To ensure a smooth transition to the new rate, AEEI/ACE-NY/NCEC argued in favor of grandfathering in existing NEM customers under current rate structures. The proposal is also intended to be implemented gradually, in parallel with continued availability of retail rate NEM for eligible technologies up to the net metering caps. However, traditional NEM would remain the default option for DER customers whose systems are designed mainly for meeting local load. These are systems, such as rooftop solar, which generate no more than 120 percent of on-site consumption on an annual basis. The limitation is designed to discourage customers from oversizing their projects.

This proposal differs from the Solar Progress Partnership proposal, which calls for all behind-the-meter solar to continue receiving the retail-rate NEM credit until 2020, but to then begin ratcheting down. AEEI helped to facilitate the Solar Progress Partnership proposal -- the high-profile agreement between New York utilities and three solar companies. However, AEEI did not sign on to the agreement.

The AEEI/ACE-NY/NCEC proposed rate would be opt-in for most customers and become the default rate only for customers that are net exporters (those producing more than 120 percent of their annual usage), which includes remote net metering and community DER projects.

The notion of shifting to an hourly rate that’s time- and location-sensitive is fairly simple.
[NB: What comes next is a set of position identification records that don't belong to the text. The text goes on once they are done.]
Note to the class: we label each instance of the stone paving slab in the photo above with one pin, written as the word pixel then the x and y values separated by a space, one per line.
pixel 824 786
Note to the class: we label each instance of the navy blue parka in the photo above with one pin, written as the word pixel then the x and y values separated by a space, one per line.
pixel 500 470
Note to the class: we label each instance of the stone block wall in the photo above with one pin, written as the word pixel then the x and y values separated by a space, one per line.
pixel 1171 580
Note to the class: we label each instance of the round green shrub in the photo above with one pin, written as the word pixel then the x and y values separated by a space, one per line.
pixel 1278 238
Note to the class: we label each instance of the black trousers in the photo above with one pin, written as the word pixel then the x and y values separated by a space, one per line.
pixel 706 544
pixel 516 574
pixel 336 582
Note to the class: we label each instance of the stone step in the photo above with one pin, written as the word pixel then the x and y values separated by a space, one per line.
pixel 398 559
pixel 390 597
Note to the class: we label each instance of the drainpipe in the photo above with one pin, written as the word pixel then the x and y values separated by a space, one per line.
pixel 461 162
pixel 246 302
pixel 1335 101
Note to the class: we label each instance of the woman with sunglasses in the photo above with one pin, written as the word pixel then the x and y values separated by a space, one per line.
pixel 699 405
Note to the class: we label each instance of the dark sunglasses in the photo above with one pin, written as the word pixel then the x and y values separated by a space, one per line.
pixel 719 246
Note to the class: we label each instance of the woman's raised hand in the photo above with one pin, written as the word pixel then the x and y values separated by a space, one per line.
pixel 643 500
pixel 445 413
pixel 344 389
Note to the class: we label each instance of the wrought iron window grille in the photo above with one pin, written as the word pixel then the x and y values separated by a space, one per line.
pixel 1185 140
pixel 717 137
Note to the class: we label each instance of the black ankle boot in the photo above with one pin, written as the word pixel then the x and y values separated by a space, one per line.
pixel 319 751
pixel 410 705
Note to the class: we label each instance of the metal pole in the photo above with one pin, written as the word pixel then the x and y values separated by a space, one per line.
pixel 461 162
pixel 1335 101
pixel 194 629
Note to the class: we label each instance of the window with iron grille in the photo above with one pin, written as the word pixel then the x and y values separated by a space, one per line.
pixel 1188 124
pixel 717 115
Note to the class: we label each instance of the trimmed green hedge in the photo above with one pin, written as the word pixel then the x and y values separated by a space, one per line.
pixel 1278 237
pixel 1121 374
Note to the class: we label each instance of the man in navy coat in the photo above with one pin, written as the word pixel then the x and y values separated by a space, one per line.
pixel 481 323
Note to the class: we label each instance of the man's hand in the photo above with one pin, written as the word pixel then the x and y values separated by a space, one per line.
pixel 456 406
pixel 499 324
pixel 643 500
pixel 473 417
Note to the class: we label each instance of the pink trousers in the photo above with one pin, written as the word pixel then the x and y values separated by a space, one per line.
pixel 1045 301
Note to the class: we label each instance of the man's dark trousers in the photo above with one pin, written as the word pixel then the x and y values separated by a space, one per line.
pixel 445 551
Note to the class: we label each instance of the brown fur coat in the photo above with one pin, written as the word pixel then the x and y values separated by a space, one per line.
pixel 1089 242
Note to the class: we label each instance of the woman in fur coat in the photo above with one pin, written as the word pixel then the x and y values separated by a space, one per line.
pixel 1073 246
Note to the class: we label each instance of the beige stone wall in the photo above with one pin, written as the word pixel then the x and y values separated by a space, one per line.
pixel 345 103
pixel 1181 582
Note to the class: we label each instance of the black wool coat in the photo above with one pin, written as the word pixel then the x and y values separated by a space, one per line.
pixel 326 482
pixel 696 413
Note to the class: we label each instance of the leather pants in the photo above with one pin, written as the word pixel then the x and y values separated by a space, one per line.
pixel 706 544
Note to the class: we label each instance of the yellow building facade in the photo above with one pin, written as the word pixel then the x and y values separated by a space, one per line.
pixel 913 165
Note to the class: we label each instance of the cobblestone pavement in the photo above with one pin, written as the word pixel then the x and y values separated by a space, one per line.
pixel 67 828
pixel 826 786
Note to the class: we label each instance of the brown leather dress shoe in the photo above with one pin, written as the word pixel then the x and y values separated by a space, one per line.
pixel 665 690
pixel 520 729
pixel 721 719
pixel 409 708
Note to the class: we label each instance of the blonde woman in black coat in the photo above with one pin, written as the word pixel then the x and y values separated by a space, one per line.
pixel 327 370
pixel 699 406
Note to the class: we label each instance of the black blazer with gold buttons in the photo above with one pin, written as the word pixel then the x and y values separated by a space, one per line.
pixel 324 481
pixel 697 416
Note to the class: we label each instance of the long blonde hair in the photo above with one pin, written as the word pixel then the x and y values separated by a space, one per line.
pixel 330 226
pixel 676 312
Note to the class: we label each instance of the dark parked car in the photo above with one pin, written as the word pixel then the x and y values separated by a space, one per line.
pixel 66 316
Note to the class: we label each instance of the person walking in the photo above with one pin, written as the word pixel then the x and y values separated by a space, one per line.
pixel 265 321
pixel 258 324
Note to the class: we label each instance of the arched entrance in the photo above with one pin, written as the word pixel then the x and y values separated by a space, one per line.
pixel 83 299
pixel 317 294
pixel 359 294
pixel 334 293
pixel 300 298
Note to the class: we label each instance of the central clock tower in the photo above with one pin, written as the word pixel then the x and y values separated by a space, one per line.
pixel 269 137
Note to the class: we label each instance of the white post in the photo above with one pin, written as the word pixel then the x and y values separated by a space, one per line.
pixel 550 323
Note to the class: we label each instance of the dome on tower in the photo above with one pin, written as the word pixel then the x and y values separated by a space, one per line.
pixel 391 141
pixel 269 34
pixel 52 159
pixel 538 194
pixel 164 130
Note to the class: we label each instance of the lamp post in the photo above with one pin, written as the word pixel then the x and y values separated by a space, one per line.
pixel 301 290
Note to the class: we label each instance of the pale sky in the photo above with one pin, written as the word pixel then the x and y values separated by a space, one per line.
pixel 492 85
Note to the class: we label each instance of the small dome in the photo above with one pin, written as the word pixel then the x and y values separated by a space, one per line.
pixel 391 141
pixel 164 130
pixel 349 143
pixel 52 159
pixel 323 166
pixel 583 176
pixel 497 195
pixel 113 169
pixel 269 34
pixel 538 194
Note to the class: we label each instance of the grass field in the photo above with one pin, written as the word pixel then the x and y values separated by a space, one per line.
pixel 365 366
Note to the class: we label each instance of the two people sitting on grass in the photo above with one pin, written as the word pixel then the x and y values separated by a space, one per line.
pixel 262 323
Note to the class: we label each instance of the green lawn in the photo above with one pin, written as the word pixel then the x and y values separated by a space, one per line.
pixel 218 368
However, the filing parties acknowledge it will be challenging to implement. Utilities will need to make cost data available to customers and DER providers. New tools and price forecasts will have to be developed. The plan also assumes utilities will make changes to their planning processes and make new investments in their networks to accommodate the growth of DERs.

But while reforming rate structures may be complicated, it’s also necessary, said Danny Waggoner, senior associate at AEEI.

“For a long time, there's just been so little movement to change the way we pay for the grid and interact with customers, despite all of the technology that has improved and is waiting to provide more value,” he said. “There's so much that needs to be done because it hasn't been addressed before.”